いくつかの研磨した石180
京都府福知山市大江町仏性寺千丈原 河守鉱山の方鉛鉱-閃亜鉛鉱-磁硫鉄鉱-黄銅鉱質鉱石を一面研磨しました.15年くらい前に6号竪坑から通洞坑方面にあったインクライン付近でサンプリングした標本です.1917年から1971年まで銅鉱を稼業していた京都府下最大級の鉱山でした.現在は緑化されています.
京都府内では肉眼で確認できるような普通の方鉛鉱が少なく,少量でもサンプリングの対象としていました.手にもって重さが判る標本は同市市内にある梅谷鉱山と福知山鉱山の標本の2つしかありません.上の標本は重さが判る程度の量は入っていませんが,母岩があまり変質していない橄欖岩中に鉱染している硫化鉱の標本として残していました.
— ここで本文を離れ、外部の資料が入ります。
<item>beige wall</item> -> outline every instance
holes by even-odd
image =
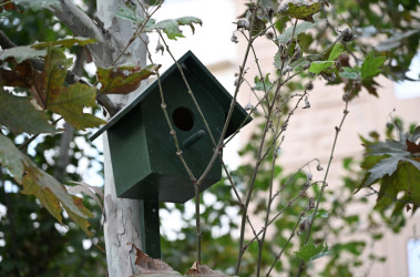
[[[237,14],[240,14],[244,10],[244,1],[237,0],[236,3]],[[240,35],[238,38],[242,42],[237,44],[237,64],[240,64],[245,43]],[[268,73],[273,69],[275,47],[267,42],[257,41],[255,49],[263,73]],[[247,68],[249,68],[247,78],[253,80],[257,74],[253,62],[248,63]],[[237,65],[232,66],[231,70],[237,72],[238,68]],[[361,157],[363,147],[358,137],[359,134],[367,135],[373,130],[383,131],[386,123],[389,122],[389,114],[393,109],[396,112],[392,115],[401,117],[406,124],[420,123],[420,98],[399,100],[395,96],[391,81],[385,78],[378,78],[377,81],[382,86],[378,91],[379,99],[362,91],[360,96],[349,104],[348,110],[350,113],[339,135],[327,189],[334,189],[335,186],[341,184],[341,160],[344,157]],[[249,91],[242,90],[240,93],[239,102],[245,105],[248,102]],[[324,80],[315,82],[314,90],[310,91],[309,96],[311,107],[307,110],[299,109],[293,116],[286,133],[279,160],[286,171],[294,172],[314,157],[318,157],[322,163],[322,167],[326,167],[334,141],[335,126],[339,124],[342,116],[345,103],[341,99],[341,86],[327,86]],[[252,129],[253,126],[247,126],[244,130],[243,142],[246,140],[246,133],[252,132]],[[313,174],[314,179],[321,179],[324,176],[324,173],[317,173],[316,171],[313,171]],[[360,194],[365,193],[360,192]],[[373,205],[376,196],[370,196],[369,199]],[[363,208],[366,211],[366,207]],[[349,207],[349,209],[354,212],[358,207]],[[363,214],[365,211],[360,209],[360,213]],[[408,224],[400,234],[386,232],[385,238],[379,244],[376,244],[376,253],[387,256],[387,261],[375,264],[370,268],[368,276],[408,276],[407,243],[414,237],[413,229],[416,226],[420,230],[420,214],[418,212],[414,217],[411,218],[409,215],[407,217],[409,218]]]

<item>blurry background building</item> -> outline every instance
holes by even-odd
[[[231,92],[234,91],[234,74],[238,72],[238,64],[242,63],[245,49],[245,42],[240,35],[238,35],[239,43],[231,42],[232,32],[236,29],[233,22],[245,11],[246,2],[240,0],[166,0],[162,10],[156,13],[158,19],[173,18],[176,10],[176,17],[194,16],[203,20],[203,28],[197,28],[194,35],[186,30],[187,38],[172,43],[171,50],[177,58],[187,50],[192,50]],[[156,43],[157,38],[151,35],[151,45]],[[269,73],[273,70],[273,57],[276,49],[273,43],[264,40],[257,40],[255,49],[263,73]],[[167,54],[155,57],[155,62],[164,66],[172,64]],[[249,64],[247,78],[253,80],[257,72],[252,65],[253,62]],[[413,78],[418,78],[420,55],[413,60],[412,71]],[[412,82],[393,83],[385,78],[379,78],[378,82],[381,85],[378,91],[379,99],[361,92],[360,96],[349,104],[350,113],[339,135],[327,189],[335,189],[335,186],[341,184],[342,158],[362,155],[363,147],[359,135],[367,136],[373,130],[383,131],[386,123],[390,120],[390,114],[402,119],[406,124],[420,122],[420,85]],[[314,84],[309,96],[311,107],[299,109],[295,113],[281,145],[279,163],[287,172],[296,171],[314,157],[318,157],[322,165],[326,165],[334,141],[335,126],[341,120],[345,107],[342,88],[327,86],[324,80],[317,80]],[[250,91],[246,91],[245,85],[243,88],[239,102],[246,105],[250,99]],[[240,163],[236,151],[244,145],[247,133],[252,132],[252,125],[247,126],[243,134],[226,148],[225,157],[232,167]],[[314,172],[314,179],[321,179],[321,174],[324,173]],[[359,192],[359,194],[363,193],[366,192]],[[376,196],[370,196],[369,199],[375,202]],[[365,212],[362,207],[357,206],[347,208],[351,212],[358,208],[360,213]],[[360,225],[363,224],[367,223],[360,223]],[[419,212],[408,220],[407,226],[399,234],[386,230],[383,239],[376,245],[376,250],[387,256],[387,260],[382,264],[376,263],[368,276],[420,276],[419,236]],[[409,275],[409,264],[411,268],[416,268],[412,269],[416,271],[411,275]]]

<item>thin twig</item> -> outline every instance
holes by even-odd
[[[325,172],[325,175],[324,175],[324,181],[322,181],[322,187],[319,192],[319,196],[318,196],[318,199],[317,199],[317,203],[316,203],[316,206],[315,206],[315,209],[314,209],[314,214],[309,220],[309,227],[307,229],[307,233],[306,233],[306,237],[305,237],[305,243],[304,245],[307,245],[308,244],[308,240],[309,240],[309,235],[310,235],[310,230],[313,228],[313,225],[314,225],[314,219],[315,219],[315,216],[317,215],[317,212],[318,212],[318,207],[319,207],[319,203],[321,202],[321,198],[324,196],[324,191],[325,188],[327,187],[327,177],[328,177],[328,173],[329,173],[329,168],[331,166],[331,163],[332,163],[332,158],[334,158],[334,153],[335,153],[335,150],[336,150],[336,145],[337,145],[337,141],[338,141],[338,135],[341,131],[341,127],[342,127],[342,124],[345,123],[345,120],[347,117],[347,114],[349,113],[349,111],[347,110],[348,109],[348,104],[349,104],[349,98],[346,98],[346,105],[345,105],[345,110],[342,112],[342,117],[341,117],[341,122],[338,126],[335,127],[336,130],[336,135],[334,137],[334,143],[332,143],[332,147],[331,147],[331,152],[330,152],[330,156],[329,156],[329,161],[328,161],[328,165],[327,165],[327,168],[326,168],[326,172]],[[299,267],[299,271],[297,274],[297,276],[300,276],[300,274],[303,273],[304,270],[304,266],[305,266],[305,263],[304,260],[300,261],[300,267]]]

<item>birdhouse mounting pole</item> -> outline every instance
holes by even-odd
[[[158,201],[143,199],[140,205],[142,248],[152,258],[161,258]]]

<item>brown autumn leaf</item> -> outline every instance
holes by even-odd
[[[130,65],[98,68],[98,80],[102,84],[100,92],[104,94],[130,93],[139,88],[141,81],[154,75],[160,68],[160,64],[148,64],[144,68]]]
[[[193,266],[186,271],[186,276],[194,276],[194,277],[201,277],[201,276],[207,276],[207,277],[228,277],[228,275],[224,275],[221,273],[217,273],[209,268],[207,265],[199,265],[197,261],[193,264]]]

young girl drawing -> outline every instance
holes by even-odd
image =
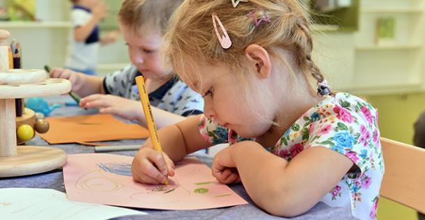
[[[384,173],[376,110],[331,91],[311,59],[304,8],[291,0],[187,0],[178,8],[167,57],[203,95],[204,114],[159,131],[164,160],[146,141],[132,163],[136,181],[164,183],[173,162],[228,142],[212,175],[242,181],[265,211],[293,217],[323,202],[376,218]]]

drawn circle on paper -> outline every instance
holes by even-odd
[[[75,187],[86,191],[116,191],[123,188],[123,184],[95,171],[78,179]]]
[[[159,185],[146,189],[144,191],[132,195],[132,200],[143,203],[178,203],[190,194],[180,186]]]
[[[194,189],[193,192],[194,192],[195,194],[205,194],[208,193],[208,191],[210,191],[210,190],[207,188],[198,188],[198,189]]]

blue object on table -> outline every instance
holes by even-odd
[[[79,107],[78,103],[75,102],[75,101],[66,101],[65,102],[65,107]]]
[[[50,112],[55,109],[62,107],[61,104],[57,103],[49,106],[49,104],[47,104],[45,99],[39,97],[26,99],[25,106],[35,112],[42,113],[45,116],[48,116]]]

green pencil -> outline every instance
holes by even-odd
[[[52,70],[52,68],[50,68],[50,67],[49,65],[45,65],[45,70],[46,70],[46,72],[50,72],[51,70]],[[75,100],[77,104],[79,104],[79,100],[81,100],[81,97],[79,97],[79,96],[78,96],[78,95],[77,95],[77,93],[75,93],[72,92],[72,91],[70,91],[70,93],[68,94],[70,94],[71,97],[74,100]],[[84,108],[84,109],[87,110],[86,108]]]

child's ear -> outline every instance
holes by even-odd
[[[249,66],[256,70],[258,77],[267,79],[270,76],[272,62],[265,49],[258,45],[250,45],[245,49],[245,56]]]

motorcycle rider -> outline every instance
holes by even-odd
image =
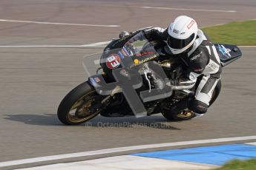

研磨面ではない標本の正面です.標本はとんでもなく座りが悪いため,座りをよくするため裏側を一面研磨しました.
(研磨)内部が橄欖石で外の部分が蛇紋石系の鉱物に変わっているのを予想して,削り始めました.予想通りの展開でした.表面の皮の部分は蛇紋石類鉱物に変質しているようで,楽に擦り切れてくれました.硫化鉱物が鉱染している部分に差し掛かると,急に硬くなりそれより先がなかなか進みませんでした.それでも硫化の部分が軟らかいので,前回のひすい輝石岩よりは簡単に荒砥は終わりました.
中砥は工業砥石で表面を平滑にしたうえで仕上げに移りました.
仕上げは青砥でしました.
(以下,顕微鏡下での拡大写真です)
白っぽく見える部分が磁硫鉄鉱です.
方鉛鉱.かなり拡大して劈開が見える部分を撮影しました.
黄銅鉱です.これより大きな粒は無く,これより細かい粒が広く鉱染していました.黒色部は閃亜鉛鉱です.
閃亜鉛鉱.鉄黒色金属光沢部.
磁硫鉄鉱の拡大写真です.
黄銅鉱と磁硫鉄鉱の鉱染部.
母岩の部分の拡大です.ガラス光沢が残っています.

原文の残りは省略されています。